Dans la nuit du 4 au 5 décembre la gendarmerie et la police sont entrées chez cinq salariés à 1 heure du matin, pour les forcer à retourner travailler.

Gaëtan Lecocq

Pour le représentant syndical, il s'agissait surtout de "faire passer un message", d'autant plus que les salariés visés seraient des sympathisants des syndicats de l'usine. Une affirmation que conteste Alexandre Delabre, directeur de la communication de l'usine de Dunkerque : "pour des raisons de sécurité, des effectifs minimums doivent être présents sur le site sans pour autant remettre en cause le droit de grève. Les salariés qui ont fait l'objet de réquisitions faisaient partie de ces effectifs et ont quitté leur poste. Ils savaient que leur présence était obligatoire."

Les salariés qui ont fait l'objet de réquisitions faisaient partie de ces effectifs et ont quitté leur poste. Il n'y avait aucune découverte de leur présence obligatoire.

Alexandre Delabre, directeur de la communication

Une chose est sûre, suite à cet évènement, les débrayages se sont étendus à des usines ArcelorMittal hors de la région et à de nouveaux salariés, qui se sont "mis en grève juste pour faire valoir ce droit bafoué par la direction".

Des signes avant-coureurs

Le ras-le-bol des salariés est tel que, même si les négociations prévues ce mardi midi s'avèrent finalement positives, les syndicats affirment que la colère ne pourra pas être apaisée. "Vous savez ce qu'il se dit parmi les salariés ? Que la direction est en train de tuer le secteur de la sidérurgie et qu'ils ont piétiné la classe ouvrière."

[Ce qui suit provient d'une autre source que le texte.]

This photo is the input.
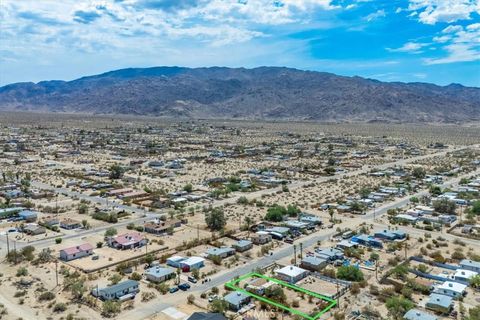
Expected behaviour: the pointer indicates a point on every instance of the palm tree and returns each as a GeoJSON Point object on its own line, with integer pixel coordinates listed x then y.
{"type": "Point", "coordinates": [331, 213]}
{"type": "Point", "coordinates": [248, 221]}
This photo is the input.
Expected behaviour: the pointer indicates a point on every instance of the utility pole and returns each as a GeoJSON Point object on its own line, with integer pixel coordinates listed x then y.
{"type": "Point", "coordinates": [8, 245]}
{"type": "Point", "coordinates": [56, 271]}
{"type": "Point", "coordinates": [338, 294]}
{"type": "Point", "coordinates": [15, 250]}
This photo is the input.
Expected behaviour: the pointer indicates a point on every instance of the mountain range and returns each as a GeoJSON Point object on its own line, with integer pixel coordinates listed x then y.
{"type": "Point", "coordinates": [259, 93]}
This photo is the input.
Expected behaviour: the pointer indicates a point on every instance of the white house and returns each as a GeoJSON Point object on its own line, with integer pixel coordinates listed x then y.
{"type": "Point", "coordinates": [291, 273]}
{"type": "Point", "coordinates": [464, 275]}
{"type": "Point", "coordinates": [452, 289]}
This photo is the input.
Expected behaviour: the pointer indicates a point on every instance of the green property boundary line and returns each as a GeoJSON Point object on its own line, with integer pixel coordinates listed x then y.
{"type": "Point", "coordinates": [232, 285]}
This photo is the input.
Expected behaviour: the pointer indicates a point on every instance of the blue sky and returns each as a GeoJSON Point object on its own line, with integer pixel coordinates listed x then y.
{"type": "Point", "coordinates": [434, 41]}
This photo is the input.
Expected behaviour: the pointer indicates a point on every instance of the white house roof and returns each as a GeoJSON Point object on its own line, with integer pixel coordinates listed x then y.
{"type": "Point", "coordinates": [291, 271]}
{"type": "Point", "coordinates": [465, 273]}
{"type": "Point", "coordinates": [452, 286]}
{"type": "Point", "coordinates": [193, 260]}
{"type": "Point", "coordinates": [176, 258]}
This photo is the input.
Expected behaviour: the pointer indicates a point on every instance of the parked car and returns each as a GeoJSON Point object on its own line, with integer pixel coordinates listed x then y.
{"type": "Point", "coordinates": [184, 286]}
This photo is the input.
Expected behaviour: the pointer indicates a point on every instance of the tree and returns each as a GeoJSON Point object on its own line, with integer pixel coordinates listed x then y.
{"type": "Point", "coordinates": [349, 273]}
{"type": "Point", "coordinates": [475, 207]}
{"type": "Point", "coordinates": [293, 211]}
{"type": "Point", "coordinates": [331, 212]}
{"type": "Point", "coordinates": [435, 190]}
{"type": "Point", "coordinates": [22, 272]}
{"type": "Point", "coordinates": [242, 200]}
{"type": "Point", "coordinates": [475, 281]}
{"type": "Point", "coordinates": [27, 252]}
{"type": "Point", "coordinates": [188, 188]}
{"type": "Point", "coordinates": [215, 219]}
{"type": "Point", "coordinates": [82, 208]}
{"type": "Point", "coordinates": [474, 313]}
{"type": "Point", "coordinates": [116, 171]}
{"type": "Point", "coordinates": [374, 256]}
{"type": "Point", "coordinates": [364, 192]}
{"type": "Point", "coordinates": [110, 232]}
{"type": "Point", "coordinates": [329, 170]}
{"type": "Point", "coordinates": [397, 306]}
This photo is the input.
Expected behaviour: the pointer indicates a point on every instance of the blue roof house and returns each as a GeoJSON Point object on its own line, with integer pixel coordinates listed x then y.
{"type": "Point", "coordinates": [28, 216]}
{"type": "Point", "coordinates": [439, 303]}
{"type": "Point", "coordinates": [236, 300]}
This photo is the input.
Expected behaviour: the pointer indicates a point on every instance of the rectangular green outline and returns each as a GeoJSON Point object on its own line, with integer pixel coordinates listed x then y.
{"type": "Point", "coordinates": [232, 285]}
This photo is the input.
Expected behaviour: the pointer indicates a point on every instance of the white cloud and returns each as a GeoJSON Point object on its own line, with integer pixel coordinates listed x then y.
{"type": "Point", "coordinates": [433, 11]}
{"type": "Point", "coordinates": [463, 45]}
{"type": "Point", "coordinates": [410, 47]}
{"type": "Point", "coordinates": [442, 39]}
{"type": "Point", "coordinates": [375, 15]}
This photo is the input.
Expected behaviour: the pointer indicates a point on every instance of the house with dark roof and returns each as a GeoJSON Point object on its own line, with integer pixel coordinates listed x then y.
{"type": "Point", "coordinates": [28, 216]}
{"type": "Point", "coordinates": [242, 245]}
{"type": "Point", "coordinates": [415, 314]}
{"type": "Point", "coordinates": [128, 240]}
{"type": "Point", "coordinates": [470, 265]}
{"type": "Point", "coordinates": [221, 252]}
{"type": "Point", "coordinates": [313, 263]}
{"type": "Point", "coordinates": [120, 291]}
{"type": "Point", "coordinates": [439, 303]}
{"type": "Point", "coordinates": [76, 252]}
{"type": "Point", "coordinates": [390, 235]}
{"type": "Point", "coordinates": [158, 274]}
{"type": "Point", "coordinates": [236, 300]}
{"type": "Point", "coordinates": [206, 316]}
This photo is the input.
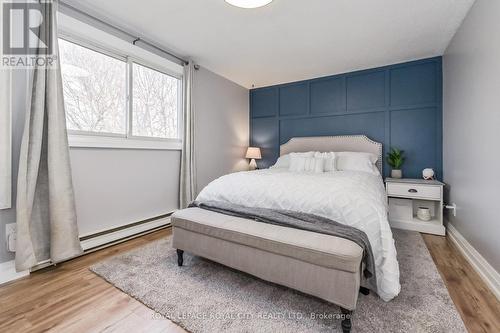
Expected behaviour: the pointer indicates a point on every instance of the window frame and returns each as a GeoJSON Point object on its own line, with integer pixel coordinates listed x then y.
{"type": "Point", "coordinates": [80, 138]}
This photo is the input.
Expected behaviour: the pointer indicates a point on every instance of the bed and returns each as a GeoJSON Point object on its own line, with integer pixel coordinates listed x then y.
{"type": "Point", "coordinates": [320, 265]}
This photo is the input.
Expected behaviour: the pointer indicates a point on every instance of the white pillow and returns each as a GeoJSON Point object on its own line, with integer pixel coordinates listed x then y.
{"type": "Point", "coordinates": [283, 162]}
{"type": "Point", "coordinates": [329, 160]}
{"type": "Point", "coordinates": [302, 163]}
{"type": "Point", "coordinates": [356, 161]}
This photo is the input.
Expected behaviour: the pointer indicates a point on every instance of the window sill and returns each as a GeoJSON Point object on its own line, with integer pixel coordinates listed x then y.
{"type": "Point", "coordinates": [88, 141]}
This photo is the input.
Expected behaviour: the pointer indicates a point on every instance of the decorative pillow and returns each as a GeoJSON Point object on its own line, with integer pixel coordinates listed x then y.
{"type": "Point", "coordinates": [283, 162]}
{"type": "Point", "coordinates": [302, 163]}
{"type": "Point", "coordinates": [330, 160]}
{"type": "Point", "coordinates": [356, 161]}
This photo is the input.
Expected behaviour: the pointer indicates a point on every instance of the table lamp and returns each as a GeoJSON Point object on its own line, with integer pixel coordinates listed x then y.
{"type": "Point", "coordinates": [253, 153]}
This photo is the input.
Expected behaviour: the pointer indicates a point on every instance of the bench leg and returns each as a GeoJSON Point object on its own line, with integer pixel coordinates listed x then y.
{"type": "Point", "coordinates": [364, 291]}
{"type": "Point", "coordinates": [180, 258]}
{"type": "Point", "coordinates": [346, 323]}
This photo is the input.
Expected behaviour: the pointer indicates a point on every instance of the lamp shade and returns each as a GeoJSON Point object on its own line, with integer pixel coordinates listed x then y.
{"type": "Point", "coordinates": [253, 152]}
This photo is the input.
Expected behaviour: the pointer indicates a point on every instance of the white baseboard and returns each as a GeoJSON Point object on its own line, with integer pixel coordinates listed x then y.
{"type": "Point", "coordinates": [490, 276]}
{"type": "Point", "coordinates": [101, 240]}
{"type": "Point", "coordinates": [8, 272]}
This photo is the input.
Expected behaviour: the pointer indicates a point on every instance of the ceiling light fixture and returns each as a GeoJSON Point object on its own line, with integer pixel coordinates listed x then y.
{"type": "Point", "coordinates": [248, 3]}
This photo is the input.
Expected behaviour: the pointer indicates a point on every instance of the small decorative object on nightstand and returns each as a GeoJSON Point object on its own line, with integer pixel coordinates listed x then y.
{"type": "Point", "coordinates": [428, 174]}
{"type": "Point", "coordinates": [416, 204]}
{"type": "Point", "coordinates": [396, 159]}
{"type": "Point", "coordinates": [253, 153]}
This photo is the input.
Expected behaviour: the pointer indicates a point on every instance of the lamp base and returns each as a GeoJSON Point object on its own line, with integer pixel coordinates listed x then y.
{"type": "Point", "coordinates": [253, 165]}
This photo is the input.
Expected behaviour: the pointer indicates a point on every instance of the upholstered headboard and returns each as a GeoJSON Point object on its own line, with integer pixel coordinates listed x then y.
{"type": "Point", "coordinates": [359, 143]}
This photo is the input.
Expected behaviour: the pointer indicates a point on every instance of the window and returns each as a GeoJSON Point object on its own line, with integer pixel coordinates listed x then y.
{"type": "Point", "coordinates": [111, 95]}
{"type": "Point", "coordinates": [155, 97]}
{"type": "Point", "coordinates": [94, 86]}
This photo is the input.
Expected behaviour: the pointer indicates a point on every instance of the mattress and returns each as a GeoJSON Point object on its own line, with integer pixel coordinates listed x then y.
{"type": "Point", "coordinates": [353, 198]}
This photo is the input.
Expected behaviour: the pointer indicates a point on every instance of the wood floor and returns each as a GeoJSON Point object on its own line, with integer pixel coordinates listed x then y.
{"type": "Point", "coordinates": [70, 298]}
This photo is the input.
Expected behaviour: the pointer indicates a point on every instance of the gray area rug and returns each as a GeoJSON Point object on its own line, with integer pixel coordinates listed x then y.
{"type": "Point", "coordinates": [204, 296]}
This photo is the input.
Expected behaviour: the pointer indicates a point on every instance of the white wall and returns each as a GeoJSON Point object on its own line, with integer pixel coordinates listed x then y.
{"type": "Point", "coordinates": [222, 126]}
{"type": "Point", "coordinates": [114, 187]}
{"type": "Point", "coordinates": [471, 133]}
{"type": "Point", "coordinates": [120, 186]}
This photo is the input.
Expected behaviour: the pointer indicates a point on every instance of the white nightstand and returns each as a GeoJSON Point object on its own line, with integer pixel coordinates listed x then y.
{"type": "Point", "coordinates": [406, 195]}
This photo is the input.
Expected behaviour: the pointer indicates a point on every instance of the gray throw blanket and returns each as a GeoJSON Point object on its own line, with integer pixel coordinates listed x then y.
{"type": "Point", "coordinates": [302, 221]}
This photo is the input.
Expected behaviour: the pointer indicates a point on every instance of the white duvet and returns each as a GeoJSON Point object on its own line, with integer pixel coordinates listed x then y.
{"type": "Point", "coordinates": [353, 198]}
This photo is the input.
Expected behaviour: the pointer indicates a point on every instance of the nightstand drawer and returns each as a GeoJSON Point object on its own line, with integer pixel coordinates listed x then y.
{"type": "Point", "coordinates": [414, 190]}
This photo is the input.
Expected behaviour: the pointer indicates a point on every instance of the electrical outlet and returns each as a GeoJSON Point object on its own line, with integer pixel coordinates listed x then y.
{"type": "Point", "coordinates": [10, 235]}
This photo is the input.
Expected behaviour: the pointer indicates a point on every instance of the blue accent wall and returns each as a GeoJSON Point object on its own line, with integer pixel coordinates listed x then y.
{"type": "Point", "coordinates": [398, 105]}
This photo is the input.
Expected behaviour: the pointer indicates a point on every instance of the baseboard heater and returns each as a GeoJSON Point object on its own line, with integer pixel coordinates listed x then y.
{"type": "Point", "coordinates": [102, 239]}
{"type": "Point", "coordinates": [120, 234]}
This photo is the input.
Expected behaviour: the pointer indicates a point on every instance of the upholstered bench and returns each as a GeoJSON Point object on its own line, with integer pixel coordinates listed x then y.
{"type": "Point", "coordinates": [324, 266]}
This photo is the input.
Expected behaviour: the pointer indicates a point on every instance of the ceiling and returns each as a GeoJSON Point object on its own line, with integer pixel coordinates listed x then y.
{"type": "Point", "coordinates": [290, 40]}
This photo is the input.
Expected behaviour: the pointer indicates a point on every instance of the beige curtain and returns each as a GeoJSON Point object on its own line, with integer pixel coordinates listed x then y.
{"type": "Point", "coordinates": [45, 208]}
{"type": "Point", "coordinates": [187, 190]}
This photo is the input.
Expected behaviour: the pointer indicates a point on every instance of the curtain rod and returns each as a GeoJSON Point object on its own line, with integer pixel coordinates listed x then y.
{"type": "Point", "coordinates": [67, 9]}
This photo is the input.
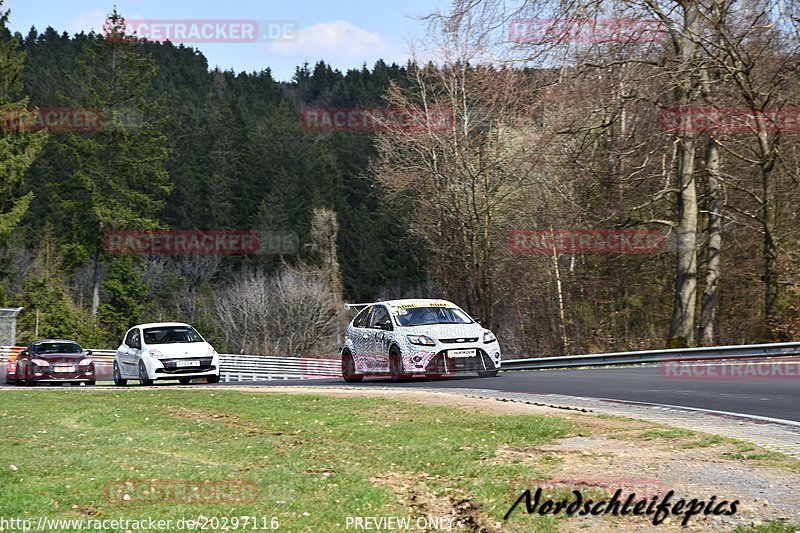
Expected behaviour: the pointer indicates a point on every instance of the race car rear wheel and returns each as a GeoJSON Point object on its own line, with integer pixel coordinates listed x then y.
{"type": "Point", "coordinates": [118, 381]}
{"type": "Point", "coordinates": [349, 368]}
{"type": "Point", "coordinates": [396, 367]}
{"type": "Point", "coordinates": [144, 379]}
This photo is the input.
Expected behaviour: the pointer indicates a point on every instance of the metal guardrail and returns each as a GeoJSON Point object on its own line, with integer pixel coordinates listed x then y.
{"type": "Point", "coordinates": [262, 367]}
{"type": "Point", "coordinates": [655, 356]}
{"type": "Point", "coordinates": [235, 367]}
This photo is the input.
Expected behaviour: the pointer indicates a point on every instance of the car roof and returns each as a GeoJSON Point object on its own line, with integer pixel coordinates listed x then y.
{"type": "Point", "coordinates": [418, 302]}
{"type": "Point", "coordinates": [161, 324]}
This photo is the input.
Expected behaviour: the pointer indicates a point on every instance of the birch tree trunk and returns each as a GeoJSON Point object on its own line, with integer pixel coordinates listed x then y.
{"type": "Point", "coordinates": [714, 248]}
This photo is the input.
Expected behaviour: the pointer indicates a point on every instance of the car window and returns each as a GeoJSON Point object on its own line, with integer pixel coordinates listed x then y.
{"type": "Point", "coordinates": [56, 347]}
{"type": "Point", "coordinates": [424, 316]}
{"type": "Point", "coordinates": [362, 319]}
{"type": "Point", "coordinates": [171, 335]}
{"type": "Point", "coordinates": [381, 314]}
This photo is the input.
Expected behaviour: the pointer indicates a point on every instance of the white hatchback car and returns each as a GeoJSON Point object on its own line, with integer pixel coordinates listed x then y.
{"type": "Point", "coordinates": [165, 350]}
{"type": "Point", "coordinates": [403, 338]}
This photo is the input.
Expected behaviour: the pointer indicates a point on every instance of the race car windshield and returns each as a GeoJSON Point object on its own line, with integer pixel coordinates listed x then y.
{"type": "Point", "coordinates": [426, 316]}
{"type": "Point", "coordinates": [171, 335]}
{"type": "Point", "coordinates": [56, 347]}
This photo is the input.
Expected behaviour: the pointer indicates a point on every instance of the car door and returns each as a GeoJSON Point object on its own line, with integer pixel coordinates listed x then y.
{"type": "Point", "coordinates": [381, 337]}
{"type": "Point", "coordinates": [128, 353]}
{"type": "Point", "coordinates": [362, 340]}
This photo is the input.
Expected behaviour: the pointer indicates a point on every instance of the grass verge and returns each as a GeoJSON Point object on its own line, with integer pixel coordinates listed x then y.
{"type": "Point", "coordinates": [313, 461]}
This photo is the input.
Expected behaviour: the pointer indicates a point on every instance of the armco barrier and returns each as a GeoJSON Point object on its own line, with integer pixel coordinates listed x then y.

Vous savez ce qu'il se dit parmi les salariés ? Que la direction est en train de tuer le secteur de la sidérurgie et qu'ils ont piétiné la classe ouvrière.

Gaëtan Lecocq

Gaëtan Lecocq, descendant d'ouvriers chez ArcelorMittal depuis trois générations, en est certain : ils ont "atteint un point de non-retour." "Des services complets sont en grève, certains ne s'étaient jamais mobilisés... Même nos pompiers sont en grève !" Une situation extrême donc, que les syndicats avaient pourtant présagée et dont ils avaient averti les dirigeants deux mois auparavant.

En ce jour de négociations, une mobilisation devant l'usine de Dukerque a été annoncée. "Sachez que la CGT ne sera plus responsable de ce qu'il se passera à l'usine après 12 heures, à la fin des négociations", assène gravement le représentant syndical, présageant le pire. Du côté de la direction, une "volonté de continuer à dialoguer pour trouver un accord" perdure. "Il n'y a aucune position dure de la direction, qui fera sûrement un pas en avant pour les salariés", attestait Alexandre Delabre ce midi.

Un point d'étape dans les négociations

Vers 14h30, les premières informations commencent à tomber concernant la nouvelle phase de concertations. La direction ne change finalement "que très peu sa position" concernant les NAO selon la CGT, avec 3,7 % de hausse de salaire général et un talon de 90 euros. "C'est de la petite popote, le fond de change pas." Les salariés, qui bloquent l'entrée de l'usine de Dunkerque depuis ce midi, se disent "dépités" par ces premières annonces et souhaitent maintenir l'état de grève.

À Paris, une suspension de séance a été décidée pour marquer une pause dans les négociations qui durent depuis plusieurs heures.